Frustrated crystallization of a monolayer of magnetized beads under geometrical confinement

We present a systematic experimental study of the confinement effect on the crystallization of a monolayer of magnetized beads. The particles are millimeter-scale grains interacting through the short range magnetic dipole-dipole potential induced by an external magnetic field. The grains are confined by repulsing walls and are homogeneously distributed inside the cell. A two-dimensional (2d) Brownian motion is induced by horizontal mechanical vibrations. Therefore, the balance between magnetic interaction and agitation allows investigating 2d phases through direct visualization. The effect of both confinement size and shape on the grains' organization in the low-energy state has been investigated. Concerning the confinement shape, triangular, square, pentagonal, hexagonal, heptagonal, and circular geometries have been considered. The grain organization was analyzed after a slow cooling process. Through the measurement of the averaged bond order parameter for the different confinement geometries, it has been shown that cell geometry strongly affects the ordering of the system. Moreover, many kinds of defects, whose observation rate is linked to the geometry, have been observed: disclinations, dislocations, defects chain, and also more exotic defects such as a rosette.

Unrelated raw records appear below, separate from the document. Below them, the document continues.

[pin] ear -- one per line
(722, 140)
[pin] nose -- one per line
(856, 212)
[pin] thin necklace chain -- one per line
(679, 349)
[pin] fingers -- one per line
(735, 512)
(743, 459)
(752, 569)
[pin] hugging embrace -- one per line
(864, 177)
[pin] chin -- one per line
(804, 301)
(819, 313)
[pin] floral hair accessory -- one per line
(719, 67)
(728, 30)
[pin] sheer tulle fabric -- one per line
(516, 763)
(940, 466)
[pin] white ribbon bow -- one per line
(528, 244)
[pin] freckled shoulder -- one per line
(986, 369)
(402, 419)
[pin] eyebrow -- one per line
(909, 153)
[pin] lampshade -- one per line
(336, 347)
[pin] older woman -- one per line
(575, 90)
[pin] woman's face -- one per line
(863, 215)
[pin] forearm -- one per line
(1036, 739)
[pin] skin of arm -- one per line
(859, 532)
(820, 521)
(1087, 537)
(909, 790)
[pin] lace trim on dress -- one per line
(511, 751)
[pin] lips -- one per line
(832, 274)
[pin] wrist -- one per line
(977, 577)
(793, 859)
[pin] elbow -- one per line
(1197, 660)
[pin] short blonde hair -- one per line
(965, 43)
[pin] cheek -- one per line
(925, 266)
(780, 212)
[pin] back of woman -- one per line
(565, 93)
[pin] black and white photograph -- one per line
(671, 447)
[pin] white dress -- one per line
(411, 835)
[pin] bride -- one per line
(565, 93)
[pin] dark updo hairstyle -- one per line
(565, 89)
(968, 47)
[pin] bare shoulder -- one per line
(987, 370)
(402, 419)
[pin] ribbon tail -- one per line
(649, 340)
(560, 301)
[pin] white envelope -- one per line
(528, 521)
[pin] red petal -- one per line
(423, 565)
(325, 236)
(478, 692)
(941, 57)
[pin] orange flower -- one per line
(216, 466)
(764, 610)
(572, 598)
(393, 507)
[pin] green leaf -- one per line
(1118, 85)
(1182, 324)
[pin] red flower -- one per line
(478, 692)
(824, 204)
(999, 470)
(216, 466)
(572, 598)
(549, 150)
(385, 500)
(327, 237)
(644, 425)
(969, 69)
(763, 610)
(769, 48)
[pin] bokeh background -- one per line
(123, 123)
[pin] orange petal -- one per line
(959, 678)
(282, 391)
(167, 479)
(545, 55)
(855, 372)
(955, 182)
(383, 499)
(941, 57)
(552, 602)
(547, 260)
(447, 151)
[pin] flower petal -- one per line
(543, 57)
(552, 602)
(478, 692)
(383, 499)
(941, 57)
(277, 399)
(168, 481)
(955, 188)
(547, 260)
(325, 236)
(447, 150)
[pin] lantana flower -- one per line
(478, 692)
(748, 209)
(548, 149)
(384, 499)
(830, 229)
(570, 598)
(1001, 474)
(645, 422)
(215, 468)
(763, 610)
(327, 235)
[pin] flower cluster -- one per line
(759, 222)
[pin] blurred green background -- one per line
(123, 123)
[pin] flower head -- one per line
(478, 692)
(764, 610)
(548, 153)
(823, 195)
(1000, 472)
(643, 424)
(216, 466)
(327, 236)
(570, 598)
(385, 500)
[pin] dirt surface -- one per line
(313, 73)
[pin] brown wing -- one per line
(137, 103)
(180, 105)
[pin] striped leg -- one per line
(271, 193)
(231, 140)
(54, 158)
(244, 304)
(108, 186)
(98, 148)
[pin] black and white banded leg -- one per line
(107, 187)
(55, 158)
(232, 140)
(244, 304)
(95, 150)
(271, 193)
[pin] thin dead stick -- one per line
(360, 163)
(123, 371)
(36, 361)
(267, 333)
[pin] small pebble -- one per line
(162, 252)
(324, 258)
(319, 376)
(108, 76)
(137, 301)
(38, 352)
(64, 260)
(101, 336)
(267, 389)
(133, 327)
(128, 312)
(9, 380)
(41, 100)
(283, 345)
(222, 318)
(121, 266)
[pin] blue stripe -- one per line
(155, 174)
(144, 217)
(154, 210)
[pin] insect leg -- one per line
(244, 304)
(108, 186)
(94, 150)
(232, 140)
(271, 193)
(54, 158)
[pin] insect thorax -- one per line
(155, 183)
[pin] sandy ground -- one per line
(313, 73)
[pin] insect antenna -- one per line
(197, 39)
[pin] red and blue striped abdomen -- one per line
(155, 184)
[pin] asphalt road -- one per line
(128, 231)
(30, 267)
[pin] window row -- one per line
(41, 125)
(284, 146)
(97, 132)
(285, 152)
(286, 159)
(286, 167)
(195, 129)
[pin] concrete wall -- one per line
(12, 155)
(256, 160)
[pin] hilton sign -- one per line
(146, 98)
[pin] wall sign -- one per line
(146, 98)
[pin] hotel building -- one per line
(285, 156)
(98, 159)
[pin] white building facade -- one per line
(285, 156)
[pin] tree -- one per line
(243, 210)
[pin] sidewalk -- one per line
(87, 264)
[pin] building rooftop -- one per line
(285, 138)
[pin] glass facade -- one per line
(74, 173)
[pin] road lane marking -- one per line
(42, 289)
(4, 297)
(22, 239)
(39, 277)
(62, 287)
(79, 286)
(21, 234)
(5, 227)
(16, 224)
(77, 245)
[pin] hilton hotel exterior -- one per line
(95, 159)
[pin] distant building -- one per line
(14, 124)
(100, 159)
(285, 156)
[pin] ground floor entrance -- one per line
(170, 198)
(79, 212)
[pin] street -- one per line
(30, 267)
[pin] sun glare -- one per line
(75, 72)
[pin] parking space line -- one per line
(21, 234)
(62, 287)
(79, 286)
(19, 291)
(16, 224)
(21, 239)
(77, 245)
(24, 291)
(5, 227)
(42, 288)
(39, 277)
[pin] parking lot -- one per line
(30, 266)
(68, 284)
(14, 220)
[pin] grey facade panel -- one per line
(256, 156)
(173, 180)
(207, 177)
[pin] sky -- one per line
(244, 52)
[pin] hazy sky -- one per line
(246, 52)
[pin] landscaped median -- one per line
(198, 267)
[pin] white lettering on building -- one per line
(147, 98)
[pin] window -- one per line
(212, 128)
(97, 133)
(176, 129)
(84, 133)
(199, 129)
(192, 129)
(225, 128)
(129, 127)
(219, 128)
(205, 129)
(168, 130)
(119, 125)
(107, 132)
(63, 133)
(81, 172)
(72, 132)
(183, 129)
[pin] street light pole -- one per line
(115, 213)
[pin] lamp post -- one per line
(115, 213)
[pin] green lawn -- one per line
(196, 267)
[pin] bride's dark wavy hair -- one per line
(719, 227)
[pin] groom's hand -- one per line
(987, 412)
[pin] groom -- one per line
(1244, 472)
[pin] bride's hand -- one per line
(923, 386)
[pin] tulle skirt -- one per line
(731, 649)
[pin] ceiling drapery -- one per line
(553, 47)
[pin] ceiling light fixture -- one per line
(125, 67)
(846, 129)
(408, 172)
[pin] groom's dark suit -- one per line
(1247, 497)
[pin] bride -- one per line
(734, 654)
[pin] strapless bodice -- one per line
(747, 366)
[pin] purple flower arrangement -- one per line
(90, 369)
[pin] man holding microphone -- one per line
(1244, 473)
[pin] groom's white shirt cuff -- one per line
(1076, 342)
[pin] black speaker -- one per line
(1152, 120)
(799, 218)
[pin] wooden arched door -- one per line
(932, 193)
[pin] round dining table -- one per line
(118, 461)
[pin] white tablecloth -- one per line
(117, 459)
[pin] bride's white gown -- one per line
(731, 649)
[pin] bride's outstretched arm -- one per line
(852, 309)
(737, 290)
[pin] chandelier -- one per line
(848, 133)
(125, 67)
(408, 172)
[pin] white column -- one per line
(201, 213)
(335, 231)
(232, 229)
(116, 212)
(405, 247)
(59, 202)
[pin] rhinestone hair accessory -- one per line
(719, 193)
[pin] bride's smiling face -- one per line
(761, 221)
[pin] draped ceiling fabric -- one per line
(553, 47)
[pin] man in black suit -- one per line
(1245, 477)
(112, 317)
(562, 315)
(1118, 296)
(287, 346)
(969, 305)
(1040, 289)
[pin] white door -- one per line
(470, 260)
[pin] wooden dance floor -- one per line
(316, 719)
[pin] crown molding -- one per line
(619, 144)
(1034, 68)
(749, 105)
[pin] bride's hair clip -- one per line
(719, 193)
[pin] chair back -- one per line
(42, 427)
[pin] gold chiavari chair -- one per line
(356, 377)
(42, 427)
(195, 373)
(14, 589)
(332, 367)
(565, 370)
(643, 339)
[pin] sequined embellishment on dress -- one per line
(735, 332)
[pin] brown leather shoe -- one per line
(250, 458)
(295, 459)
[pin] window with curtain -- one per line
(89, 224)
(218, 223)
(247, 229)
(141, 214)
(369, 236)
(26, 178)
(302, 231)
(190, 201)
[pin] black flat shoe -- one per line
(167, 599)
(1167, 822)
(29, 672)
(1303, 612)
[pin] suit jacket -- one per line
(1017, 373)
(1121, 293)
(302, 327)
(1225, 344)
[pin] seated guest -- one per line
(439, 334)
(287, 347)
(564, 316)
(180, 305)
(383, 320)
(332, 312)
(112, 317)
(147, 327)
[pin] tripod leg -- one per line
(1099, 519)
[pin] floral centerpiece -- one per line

Finally, the influence of confinement size has been investigated and we point out that no finite-size effect occurs for a hexagonal cell, but the finite-size effect changes from one geometry to another.

Figure 1

Evolution of the global orientational order ${\mathrm{\Psi }}_6$ during the 200 second cooling process for $N=331$ beads. For each geometry of the cell, the points correspond to an average over three independent experiments. Typical error bars corresponding to the standard deviation are indicated.

Figure 2

Global bond order parameter ${\mathrm{\Psi }}_6$ at the end of the cooling process as a function of the number $n$ of edges of the cell. The error bars correspond to the standard deviation of ${\psi }_6$ over three independent experiments.

Figure 3

Stack of Voronoi diagrams and Delaunay triangulations for each geometry with $N=331$ beads. Beads with respectively fivefold, sixfold, and sevenfold coordination are colored in red, yellow, and green in the Voronoi diagram. Voronoi cells for beads at the boundary are not shown for clarity.

Figure 4

(Left) Rosette defects in a pentagonal confinement. (Right) Six topologically charged defects near the boundary drawing a hexagon with the same orientation as the lattice.

Figure 5

Cumulated radial distribution of defects $N_D\left(r\right)$ for the final state of the system for square, pentagonal, heptagonal, and circular geometries for $N=331$ beads. In the insert is the cumulated radial distribution of the particle number $N\left(r\right)$; the black curve corresponds to a homogeneous distribution. The distance $r$ from the center is normalized by the mean distance $a$ between two beads in the system.

Figure 6

Final value of ${\mathrm{\Psi }}_6$ for pentagonal, hexagonal. and circular geometries for $N=169$, 331, and 721 beads at constant filling fraction. The lines correspond to a linear fit.